Both hypotheses would clearly have to assume that the ipsilateral P1 should always be smaller than the contralateral P1. It could be objected, however, that the large ipsilateral P1 simply is an artifact which is due to volume conduction. Depending on the location and spatial orientation of a dipole, ERP components on the scalp will vary in amplitude size and/or polarity. Because volume conduction is extremely fast (operating at the speed of light), the peak latencies of the components selleck compound must be identical for all recording sites. Inspection of Fig. 1B,
however, clearly indicates that all ipsilateral P1 components are shifted in latency by about 5 ms. The extent of the latency shift is even more pronounced in the examples shown in Fig. 2 and Fig. 4, TSA HDAC supplier where the ipsilateral P1 components are delayed by about 20 ms or more. These findings are in
good agreement with other studies showing that the delayed ipsilateral P1 must be modeled by a separate dipole that is clearly distinct from that which is used to model the contralateral P1 (cf. Di Russo et al., 2002). This remarkable finding of a large ipsilateral P1 appears to be even more pronounced in type 2 paradigms. The reason for this may be seen in the fact that in type 2 paradigms a cue directs attention to different locations on a trial per trial basis. Thus, the attentional top–down control may be more effortful (and require more inhibitory control) than in type 1 paradigms where over an entire run of trials attention remains focused on the same location. As an example for a type 2 paradigm, Freunberger et al. (2008a) found that P1 amplitudes are actually larger (and delayed) over
ipsi- as compared to contralateral recording sites (cf. Fig. 2). In this experiment, targets were white bars on black background presented either right or left from the center of the computer monitor. Subjects had to indicate Leukocyte receptor tyrosine kinase by a button press, whether the bar was small or large. Frequencies for small and large targets were 50% and were equally distributed to the different experimental conditions. In half of them attention was cued to the right and in the other half attention was cued to the left hemifield. In 75% of the trials, cue and target locations were congruent (valid condition) and the remaining 25% were incongruent (invalid condition).

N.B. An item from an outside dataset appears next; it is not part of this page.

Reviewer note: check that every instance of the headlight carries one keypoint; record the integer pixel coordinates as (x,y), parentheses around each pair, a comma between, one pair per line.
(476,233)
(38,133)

Cue predictability is closely related to top–down control. High predictability enables focused, top–down controlled attention, whereas low predictability is associated with unfocused attention. If a cue is non-predictive, the P1 for cued and uncued locations is of equal magnitude (e.g., Hopf and Mangun, 2000) which means that top–down controlled attention is unfocused and equally distributed to cued and uncued locations.